The loss of smell, known as anosmia, and the reduced sense of smell, or hyposmia, were quickly recognized as distinct and common symptoms of COVID-19 infection. Unlike a typical cold, this sudden inability to detect odors often occurs without a blocked nose. The virus does not primarily attack the sensory neurons responsible for detecting smells, but instead targets the supporting cells in the olfactory epithelium. This localized inflammation and damage disrupts the neural pathway, leading to the temporary or complete loss of function.
The Typical Timeline for Smell Recovery
For most individuals who lose their smell due to COVID-19, recovery is relatively short and occurs spontaneously within the first few weeks. Many studies indicate that the sense of smell begins to return within two to four weeks following the onset of symptoms. One study suggested that the average duration of olfactory dysfunction for mild COVID-19 cases was approximately 21.6 days.
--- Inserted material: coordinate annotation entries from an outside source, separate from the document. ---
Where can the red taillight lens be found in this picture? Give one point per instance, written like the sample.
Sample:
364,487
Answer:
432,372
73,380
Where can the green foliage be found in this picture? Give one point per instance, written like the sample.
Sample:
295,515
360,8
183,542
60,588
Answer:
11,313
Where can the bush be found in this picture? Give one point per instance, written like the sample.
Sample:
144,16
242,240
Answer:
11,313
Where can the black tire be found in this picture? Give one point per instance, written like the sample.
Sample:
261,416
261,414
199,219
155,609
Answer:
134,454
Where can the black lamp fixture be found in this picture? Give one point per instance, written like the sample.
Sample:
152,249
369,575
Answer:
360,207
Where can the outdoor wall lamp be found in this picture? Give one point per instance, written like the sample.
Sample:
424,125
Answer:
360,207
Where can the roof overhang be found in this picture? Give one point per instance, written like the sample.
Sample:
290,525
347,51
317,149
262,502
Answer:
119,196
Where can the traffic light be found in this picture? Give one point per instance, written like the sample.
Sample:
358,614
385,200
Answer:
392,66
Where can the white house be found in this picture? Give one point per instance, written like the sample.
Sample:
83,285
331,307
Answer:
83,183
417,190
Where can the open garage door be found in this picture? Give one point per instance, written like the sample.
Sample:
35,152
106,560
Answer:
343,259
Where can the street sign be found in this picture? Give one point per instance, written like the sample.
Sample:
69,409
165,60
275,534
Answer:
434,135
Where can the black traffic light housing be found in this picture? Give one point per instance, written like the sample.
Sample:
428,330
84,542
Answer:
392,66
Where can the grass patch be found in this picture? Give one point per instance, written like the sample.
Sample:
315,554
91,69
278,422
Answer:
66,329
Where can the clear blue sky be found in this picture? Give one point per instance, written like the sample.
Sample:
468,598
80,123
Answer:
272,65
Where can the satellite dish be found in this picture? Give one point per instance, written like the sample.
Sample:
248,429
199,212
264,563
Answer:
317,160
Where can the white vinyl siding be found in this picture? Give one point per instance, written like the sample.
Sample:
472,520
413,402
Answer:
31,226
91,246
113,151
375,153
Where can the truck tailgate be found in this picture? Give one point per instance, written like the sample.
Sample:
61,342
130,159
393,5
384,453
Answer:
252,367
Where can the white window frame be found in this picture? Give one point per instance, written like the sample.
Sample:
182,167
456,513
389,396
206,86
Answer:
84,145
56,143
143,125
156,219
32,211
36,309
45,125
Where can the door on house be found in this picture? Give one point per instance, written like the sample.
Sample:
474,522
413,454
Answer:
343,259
This rapid return of function is the most common outcome. Within the first month, a large percentage of affected individuals report a complete or near-complete resolution of their smell loss. The recovery speed can be influenced by several factors, including the severity of the initial COVID-19 illness, a patient’s age, and any pre-existing nasal or sinus conditions.
While the most significant recovery often occurs early, the process continues over a longer period for some people. Approximately 95% of patients who experience this symptom regain their sense of smell by six months post-infection. Studies observing patients for up to two years have shown that recovery can continue gradually.
Defining Persistent Loss and Distorted Smell
When anosmia or hyposmia extends past four weeks, it is classified as prolonged, and symptoms lasting beyond six months are considered persistent. This persistent loss suggests that the damage to the olfactory system requires a longer period for the supporting cells and neurons to regenerate and repair the neural connections.
Beyond the quantitative loss of smell, many patients experience qualitative changes, which are distinct and often more distressing. Parosmia is the medical term for a distorted sense of smell, where familiar odors, such as coffee or perfume, are perceived as highly unpleasant, often smelling rancid, chemical, or like rotten eggs. This distortion typically arises during the recovery phase, weeks or months after the initial infection, as the regenerating olfactory nerves reconnect incorrectly.
Another qualitative change is phantosmia, which involves smelling odors that are not actually present in the environment, akin to an olfactory hallucination. Both parosmia and phantosmia indicate that the olfactory system is actively attempting to rewire itself, though incorrectly at first. If smell dysfunction continues past four weeks, or if qualitative changes begin to occur, consultation with a healthcare provider is recommended to assess the condition.
Practical Strategies for Olfactory Rehabilitation
For those experiencing prolonged smell loss, the primary and most accessible intervention is olfactory rehabilitation, commonly known as smell training. This process acts like physical therapy for the olfactory nerve, aiming to stimulate nerve regeneration and retrain the brain to correctly identify odors. Consistency is a determining factor for the effectiveness of this technique, which requires dedicated daily effort over an extended period.
The standard protocol involves using four distinct scent categories, often represented by essential oils:
- Floral
- Fruity
- Spicy
- Resinous
The patient is instructed to sniff each scent for about 15 to 20 seconds, focusing intently on the memory of the smell, and repeating the process twice daily. This training should be maintained for at least three months, with specialists suggesting a six-month commitment or longer, often alternating the four scents every few months to introduce new stimuli.
In addition to smell training, medical interventions may be considered depending on the patient’s specific circumstances. A doctor might recommend a course of nasal steroid sprays, such as fluticasone, which can help reduce any residual inflammation in the nasal passages that may be hindering recovery. Some practitioners also suggest incorporating supplements like Omega-3 fatty acids, based on the theory that they can support the healing and regeneration of the olfactory nerves.